Shawn Powell

No. 6, 9
- Position: Punter

Personal information
- Born: November 29, 1988 (age 36) Rome, Georgia, U.S.
- Height: 6 ft 4 in (1.93 m)
- Weight: 243 lb (110 kg)

Career information
- High school: Darlington (Rome)
- College: Florida State
- NFL draft: 2012: undrafted

Career history
- Buffalo Bills (2012–2013); Cincinnati Bengals (2013);

Awards and highlights
- Consensus All-American (2011); First-team All-ACC (2011);

Career NFL statistics
- Punts: 92
- Punt yards: 4,109
- Punting yard average: 44.7
- Stats at Pro Football Reference

= Shawn Powell =

American football player (born 1988)

Shawn Powell (born November 29, 1988) is an American former professional football player who was a punter who played for the Buffalo Bills and Cincinnati Bengals of the National Football League (NFL). He played college football for the Florida State Seminoles, earning consensus All-American honors in 2011.

== Professional career ==

Pre-draft measurables
| Height | Weight | Arm length | Hand span |
| 6 ft 3+3⁄4 in (1.92 m) | 248 lb (112 kg) | 33 in (0.84 m) | 9+1⁄4 in (0.23 m) |
Sources:

===Buffalo Bills===
Powell joined the Buffalo Bills as an undrafted free agent in 2012 partway through the season after releasing Brian Moorman.
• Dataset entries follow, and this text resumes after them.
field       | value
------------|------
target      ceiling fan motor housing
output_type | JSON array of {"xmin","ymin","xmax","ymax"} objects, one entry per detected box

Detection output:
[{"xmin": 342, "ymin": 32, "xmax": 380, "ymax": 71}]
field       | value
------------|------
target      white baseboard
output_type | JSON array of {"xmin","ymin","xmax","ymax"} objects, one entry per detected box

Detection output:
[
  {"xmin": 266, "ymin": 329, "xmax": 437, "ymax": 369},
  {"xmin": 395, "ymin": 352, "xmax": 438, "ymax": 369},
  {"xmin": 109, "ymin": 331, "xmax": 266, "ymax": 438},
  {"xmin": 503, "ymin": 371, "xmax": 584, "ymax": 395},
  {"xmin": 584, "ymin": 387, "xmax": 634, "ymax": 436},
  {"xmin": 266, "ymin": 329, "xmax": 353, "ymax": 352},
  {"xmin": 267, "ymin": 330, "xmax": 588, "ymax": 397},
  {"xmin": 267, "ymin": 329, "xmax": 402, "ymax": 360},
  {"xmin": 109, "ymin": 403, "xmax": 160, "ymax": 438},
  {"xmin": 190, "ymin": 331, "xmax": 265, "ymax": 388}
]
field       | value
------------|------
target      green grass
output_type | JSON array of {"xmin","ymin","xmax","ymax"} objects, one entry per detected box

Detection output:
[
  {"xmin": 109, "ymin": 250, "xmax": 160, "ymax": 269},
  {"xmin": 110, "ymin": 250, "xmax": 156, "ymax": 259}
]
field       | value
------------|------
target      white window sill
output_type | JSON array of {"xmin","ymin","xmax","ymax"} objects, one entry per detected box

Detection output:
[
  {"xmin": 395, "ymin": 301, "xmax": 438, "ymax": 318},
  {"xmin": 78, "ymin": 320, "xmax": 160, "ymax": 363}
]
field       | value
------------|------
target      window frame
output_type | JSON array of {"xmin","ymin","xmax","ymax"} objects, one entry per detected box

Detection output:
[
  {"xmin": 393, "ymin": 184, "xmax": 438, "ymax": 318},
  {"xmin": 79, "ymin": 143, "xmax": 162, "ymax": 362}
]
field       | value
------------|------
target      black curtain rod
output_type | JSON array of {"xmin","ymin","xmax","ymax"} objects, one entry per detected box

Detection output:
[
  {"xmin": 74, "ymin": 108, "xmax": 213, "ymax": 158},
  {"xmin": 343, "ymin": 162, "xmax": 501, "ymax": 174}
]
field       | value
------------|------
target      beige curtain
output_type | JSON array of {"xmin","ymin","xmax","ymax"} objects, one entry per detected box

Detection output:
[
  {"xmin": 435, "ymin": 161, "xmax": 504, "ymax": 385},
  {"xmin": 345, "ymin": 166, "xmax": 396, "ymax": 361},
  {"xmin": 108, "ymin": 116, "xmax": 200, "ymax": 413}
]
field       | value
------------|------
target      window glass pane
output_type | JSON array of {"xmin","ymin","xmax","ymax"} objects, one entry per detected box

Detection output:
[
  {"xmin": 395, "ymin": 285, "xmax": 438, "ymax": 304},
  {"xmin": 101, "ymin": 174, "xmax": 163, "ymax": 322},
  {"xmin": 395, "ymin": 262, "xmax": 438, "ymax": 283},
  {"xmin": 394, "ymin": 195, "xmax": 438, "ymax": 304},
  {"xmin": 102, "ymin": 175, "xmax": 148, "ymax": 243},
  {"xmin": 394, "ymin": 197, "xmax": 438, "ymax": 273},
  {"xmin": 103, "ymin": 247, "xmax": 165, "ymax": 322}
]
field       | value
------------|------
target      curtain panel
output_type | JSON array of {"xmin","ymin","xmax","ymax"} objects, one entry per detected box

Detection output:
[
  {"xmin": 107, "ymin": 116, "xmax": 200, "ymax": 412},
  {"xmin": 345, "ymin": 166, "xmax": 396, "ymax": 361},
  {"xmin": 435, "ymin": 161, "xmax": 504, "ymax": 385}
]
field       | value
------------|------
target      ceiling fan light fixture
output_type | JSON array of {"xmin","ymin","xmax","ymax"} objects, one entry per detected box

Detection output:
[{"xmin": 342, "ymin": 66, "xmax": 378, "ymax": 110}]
He was released on October 4, 2013, after struggling in a Thursday Night Football game against the Cleveland Browns, with Moorman being brought back in to replace him.
Powell played 18 career games with Buffalo, averaging 44.7 gross yards per kick over 100 kicks (38.3-yard net average per kick) with 33 landing inside the 20-yard line.

===Cincinnati Bengals===
The Cincinnati Bengals signed Powell on December 17 after Kevin Huber was injured. He was released two weeks later after punting the football only 10 yards in a game against the Baltimore Ravens.